This week, we are considering one specific, compelling memory. What makes it compelling? Our order should reveal that.
Below are a few common ways to reveal what is special about your memory:
- There are the cheap ways: "I will always remember...," "I'll never forget...," "It seemed like any other ordinary day...." These rarely work well, but they can depending on your memory.
"It seemed like any other ordinary day...." works well if your memory is a stark contrast to the way the day seems--if your ordinary day ends with an earthquake, if a beautiful day is studded with tragedy, or if an ugly day holds unexpected promise.

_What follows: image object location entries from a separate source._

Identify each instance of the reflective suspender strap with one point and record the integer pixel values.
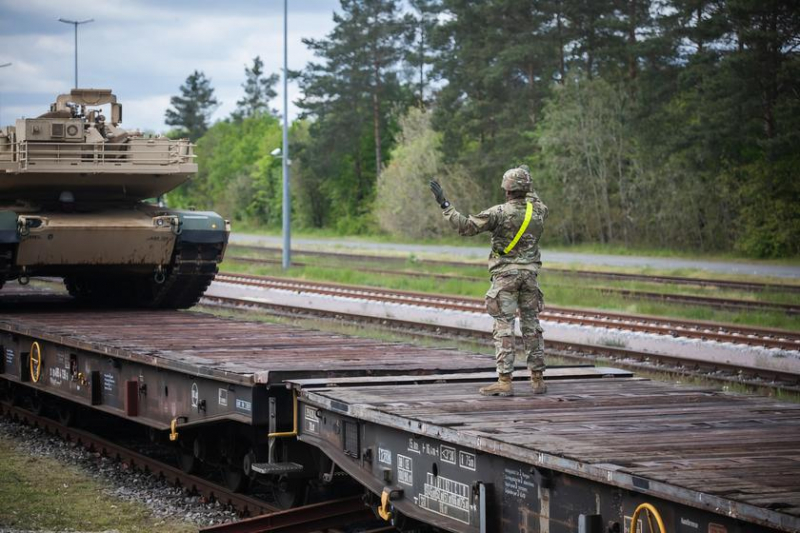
(528, 215)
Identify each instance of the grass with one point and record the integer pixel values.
(559, 290)
(455, 240)
(42, 493)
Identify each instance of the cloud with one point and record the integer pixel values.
(144, 50)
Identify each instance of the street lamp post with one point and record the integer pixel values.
(3, 66)
(287, 212)
(76, 23)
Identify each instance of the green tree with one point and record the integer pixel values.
(403, 206)
(237, 175)
(258, 91)
(350, 95)
(192, 110)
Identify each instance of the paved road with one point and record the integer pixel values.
(664, 263)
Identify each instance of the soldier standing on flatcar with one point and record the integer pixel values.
(514, 263)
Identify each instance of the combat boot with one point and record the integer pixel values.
(503, 387)
(537, 383)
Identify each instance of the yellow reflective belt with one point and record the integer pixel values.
(528, 215)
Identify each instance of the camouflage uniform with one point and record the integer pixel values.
(514, 283)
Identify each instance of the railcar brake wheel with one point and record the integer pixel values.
(35, 362)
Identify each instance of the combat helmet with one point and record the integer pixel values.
(516, 179)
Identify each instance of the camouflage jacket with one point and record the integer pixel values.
(504, 221)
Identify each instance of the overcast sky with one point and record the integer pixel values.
(145, 49)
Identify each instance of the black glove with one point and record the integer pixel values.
(437, 191)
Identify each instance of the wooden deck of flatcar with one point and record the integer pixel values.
(736, 456)
(233, 350)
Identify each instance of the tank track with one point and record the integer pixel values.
(192, 270)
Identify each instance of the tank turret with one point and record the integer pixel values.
(74, 191)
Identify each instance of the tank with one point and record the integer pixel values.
(80, 200)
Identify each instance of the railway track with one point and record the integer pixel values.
(260, 516)
(770, 338)
(244, 504)
(756, 377)
(616, 276)
(712, 302)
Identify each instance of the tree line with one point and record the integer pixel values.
(666, 123)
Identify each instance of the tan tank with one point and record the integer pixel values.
(78, 200)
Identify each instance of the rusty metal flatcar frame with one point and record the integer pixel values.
(159, 366)
(465, 481)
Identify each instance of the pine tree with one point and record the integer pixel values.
(258, 91)
(193, 109)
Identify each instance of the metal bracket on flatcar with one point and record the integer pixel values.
(388, 494)
(173, 427)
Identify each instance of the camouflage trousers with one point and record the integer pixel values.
(512, 290)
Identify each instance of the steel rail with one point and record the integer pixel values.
(621, 276)
(770, 338)
(306, 519)
(245, 505)
(673, 298)
(622, 357)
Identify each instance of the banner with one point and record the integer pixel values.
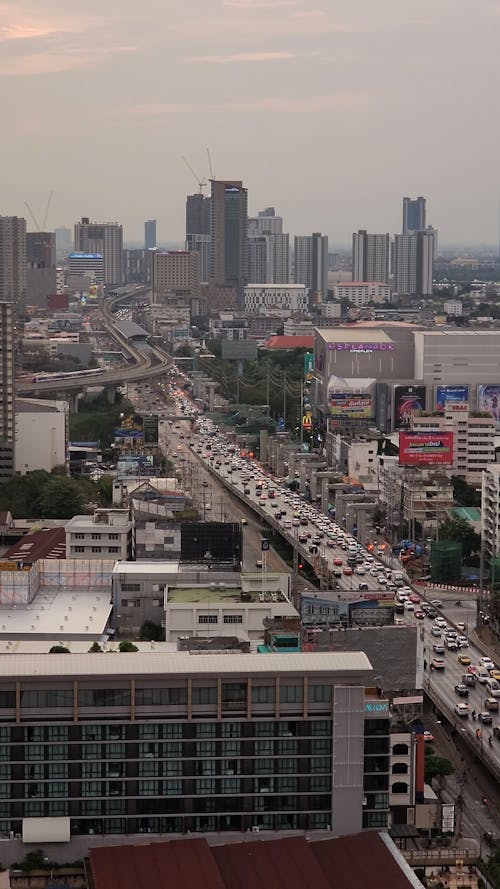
(425, 448)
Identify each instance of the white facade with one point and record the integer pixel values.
(105, 535)
(41, 434)
(360, 293)
(259, 297)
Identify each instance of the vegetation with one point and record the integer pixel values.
(461, 530)
(126, 645)
(151, 632)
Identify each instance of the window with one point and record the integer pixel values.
(263, 694)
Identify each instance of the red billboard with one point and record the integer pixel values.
(425, 448)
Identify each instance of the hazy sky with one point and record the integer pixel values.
(330, 110)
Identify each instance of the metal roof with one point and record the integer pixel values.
(125, 665)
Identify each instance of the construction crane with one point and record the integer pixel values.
(45, 215)
(201, 182)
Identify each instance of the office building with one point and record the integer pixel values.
(13, 259)
(370, 256)
(413, 215)
(265, 223)
(413, 263)
(150, 234)
(311, 262)
(104, 238)
(260, 297)
(269, 259)
(229, 238)
(7, 389)
(175, 272)
(171, 743)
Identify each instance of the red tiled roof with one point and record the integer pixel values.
(179, 864)
(48, 543)
(289, 342)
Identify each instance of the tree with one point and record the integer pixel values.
(437, 766)
(461, 530)
(151, 632)
(127, 646)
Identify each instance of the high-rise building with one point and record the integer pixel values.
(150, 234)
(229, 235)
(413, 263)
(370, 256)
(175, 271)
(265, 223)
(12, 259)
(311, 262)
(7, 383)
(105, 238)
(413, 215)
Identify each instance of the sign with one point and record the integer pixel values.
(425, 448)
(150, 429)
(407, 401)
(361, 347)
(451, 395)
(488, 401)
(347, 404)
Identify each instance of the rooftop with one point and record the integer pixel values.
(177, 664)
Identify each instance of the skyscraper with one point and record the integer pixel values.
(12, 259)
(370, 257)
(7, 415)
(105, 238)
(150, 234)
(413, 263)
(413, 215)
(311, 262)
(228, 235)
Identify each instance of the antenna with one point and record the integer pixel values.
(212, 174)
(32, 215)
(201, 182)
(47, 206)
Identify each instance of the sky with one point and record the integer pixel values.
(329, 110)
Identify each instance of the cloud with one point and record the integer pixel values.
(247, 57)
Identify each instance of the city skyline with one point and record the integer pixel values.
(332, 116)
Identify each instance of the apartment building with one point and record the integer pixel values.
(172, 743)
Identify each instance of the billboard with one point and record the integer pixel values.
(488, 401)
(425, 448)
(407, 400)
(451, 394)
(351, 405)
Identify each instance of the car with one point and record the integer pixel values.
(462, 710)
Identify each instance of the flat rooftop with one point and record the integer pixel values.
(59, 614)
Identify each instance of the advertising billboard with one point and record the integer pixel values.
(407, 400)
(488, 401)
(451, 395)
(351, 405)
(425, 448)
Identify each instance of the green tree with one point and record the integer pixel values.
(127, 646)
(151, 632)
(461, 530)
(437, 766)
(61, 498)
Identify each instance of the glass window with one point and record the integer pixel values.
(263, 694)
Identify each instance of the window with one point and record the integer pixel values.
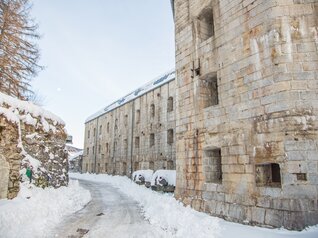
(137, 142)
(124, 168)
(151, 165)
(268, 175)
(116, 124)
(170, 165)
(126, 120)
(209, 91)
(136, 166)
(125, 144)
(152, 110)
(170, 104)
(152, 139)
(206, 24)
(138, 116)
(170, 136)
(212, 162)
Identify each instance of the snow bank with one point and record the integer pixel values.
(26, 108)
(166, 212)
(34, 212)
(147, 174)
(168, 175)
(162, 210)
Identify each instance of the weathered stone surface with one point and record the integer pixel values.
(20, 139)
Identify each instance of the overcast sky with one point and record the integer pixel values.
(96, 51)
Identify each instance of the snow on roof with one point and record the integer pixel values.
(26, 107)
(167, 77)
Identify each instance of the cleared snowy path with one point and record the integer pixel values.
(110, 213)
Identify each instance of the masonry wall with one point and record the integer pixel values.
(246, 123)
(133, 136)
(30, 138)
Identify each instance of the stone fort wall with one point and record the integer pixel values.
(247, 108)
(138, 134)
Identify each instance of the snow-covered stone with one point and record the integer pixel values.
(30, 136)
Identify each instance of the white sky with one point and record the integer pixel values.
(96, 51)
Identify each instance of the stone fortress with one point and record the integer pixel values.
(243, 130)
(135, 132)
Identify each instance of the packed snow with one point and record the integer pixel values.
(164, 211)
(168, 175)
(35, 211)
(146, 174)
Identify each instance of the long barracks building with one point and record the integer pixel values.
(135, 132)
(239, 122)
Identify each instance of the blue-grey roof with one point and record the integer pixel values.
(167, 77)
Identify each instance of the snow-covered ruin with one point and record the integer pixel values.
(30, 137)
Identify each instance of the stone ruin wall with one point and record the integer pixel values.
(247, 110)
(47, 146)
(111, 138)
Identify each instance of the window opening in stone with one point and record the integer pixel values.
(126, 120)
(268, 175)
(124, 168)
(125, 144)
(212, 163)
(206, 24)
(210, 91)
(152, 110)
(138, 116)
(116, 124)
(136, 166)
(170, 136)
(137, 142)
(170, 165)
(170, 104)
(301, 176)
(151, 165)
(152, 139)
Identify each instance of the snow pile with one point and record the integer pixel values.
(162, 210)
(168, 175)
(11, 107)
(146, 174)
(34, 212)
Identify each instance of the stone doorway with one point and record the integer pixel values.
(4, 177)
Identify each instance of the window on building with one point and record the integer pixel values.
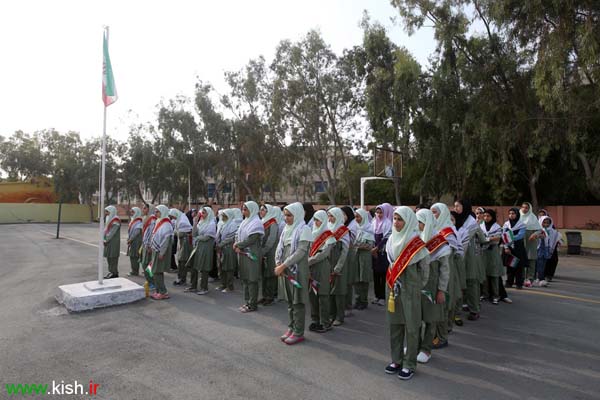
(320, 186)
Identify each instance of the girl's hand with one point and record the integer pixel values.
(280, 269)
(440, 297)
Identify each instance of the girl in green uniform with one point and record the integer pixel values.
(320, 271)
(112, 241)
(364, 243)
(183, 231)
(533, 233)
(434, 294)
(162, 239)
(492, 258)
(408, 273)
(134, 240)
(292, 267)
(339, 262)
(269, 215)
(224, 243)
(204, 233)
(248, 247)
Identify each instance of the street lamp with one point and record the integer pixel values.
(189, 153)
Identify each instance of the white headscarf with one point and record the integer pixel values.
(298, 230)
(530, 219)
(230, 226)
(220, 223)
(444, 221)
(112, 213)
(206, 226)
(400, 239)
(182, 224)
(136, 219)
(384, 224)
(321, 215)
(252, 224)
(426, 217)
(339, 215)
(164, 231)
(365, 229)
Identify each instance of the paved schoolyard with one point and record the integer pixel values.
(544, 346)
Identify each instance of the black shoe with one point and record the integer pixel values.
(473, 316)
(406, 374)
(392, 368)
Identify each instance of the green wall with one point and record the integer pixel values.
(14, 213)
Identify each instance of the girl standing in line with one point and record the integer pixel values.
(407, 274)
(248, 247)
(134, 240)
(513, 233)
(339, 261)
(364, 243)
(292, 267)
(204, 233)
(382, 229)
(320, 272)
(162, 238)
(436, 289)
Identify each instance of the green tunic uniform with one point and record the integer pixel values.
(364, 274)
(473, 269)
(161, 262)
(112, 248)
(320, 271)
(202, 260)
(133, 250)
(269, 245)
(405, 321)
(433, 313)
(296, 297)
(339, 287)
(250, 269)
(229, 261)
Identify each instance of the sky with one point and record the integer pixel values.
(50, 74)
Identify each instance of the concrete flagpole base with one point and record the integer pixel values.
(90, 295)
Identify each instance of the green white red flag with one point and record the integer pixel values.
(109, 90)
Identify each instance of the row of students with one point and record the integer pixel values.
(431, 263)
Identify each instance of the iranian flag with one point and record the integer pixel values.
(109, 90)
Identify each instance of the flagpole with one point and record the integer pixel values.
(102, 185)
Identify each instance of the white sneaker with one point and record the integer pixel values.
(423, 357)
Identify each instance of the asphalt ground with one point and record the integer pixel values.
(543, 346)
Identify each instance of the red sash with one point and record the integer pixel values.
(317, 244)
(147, 223)
(160, 223)
(436, 242)
(110, 224)
(269, 223)
(133, 222)
(446, 231)
(411, 249)
(340, 232)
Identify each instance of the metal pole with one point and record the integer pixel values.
(101, 210)
(363, 180)
(58, 223)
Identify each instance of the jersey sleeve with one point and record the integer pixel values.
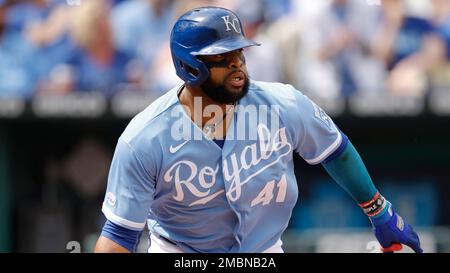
(317, 137)
(130, 190)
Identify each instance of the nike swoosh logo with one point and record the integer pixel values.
(176, 148)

"I'll never forget..." and "I'll always remember..." are harder. I find they work well with a trait carried over several memories rather than a single one. "I'll always remember Mom and her half a stick of Dentyne. The torn half-inch piece of cinnamon pleasure shared between two girls was the epitome of thrift and Mom's war on sugar." But even so, I'd prefer "Mom always had a half-stick of Dentyne" or "Ask Mom for gum and you'd take your chances of getting a half-stick of Dentyne." - Say it straight. Make some straightforward comment and then plunge into the memory.
This happens all the time in fiction. Consider Toni Cade Bambara's "The Lesson" from Gorilla My Love. The first sentence is obviously reflection as an adult when the main character confides in us, "Back in the days when everyone was old and stupid or young and foolish and me and Sugar were the only ones just right, this lady moved on our block with nappy hair and proper speech and no makeup." The remainder of the rest of that paragraph is ambiguous in the time of its telling--reflection or description--before the story settles into the point of view of a child narrator.
You can easily replicate this strategy in your own stories. - Start in the middle with dialogue and then inform and move forward.
At a loss to find a good example on the spur of the moment (but I will update later), I'll write one like this:
"'Your going to be in big twouble,' my brother warned my little sister, who sped up her activities rather than slowing them down.
We were sitting downstairs arranging booby traps..."
You don't want to continue with a full blown conversation because that tends to drag at the beginning, but a line of dialogue spoken in this way serves to immediately alert the reader to underlying tensions and activities. Using relatively few words, dialogue is a quick introduction to the mind of a character and his or her situation, which can then be vividly elaborating upon.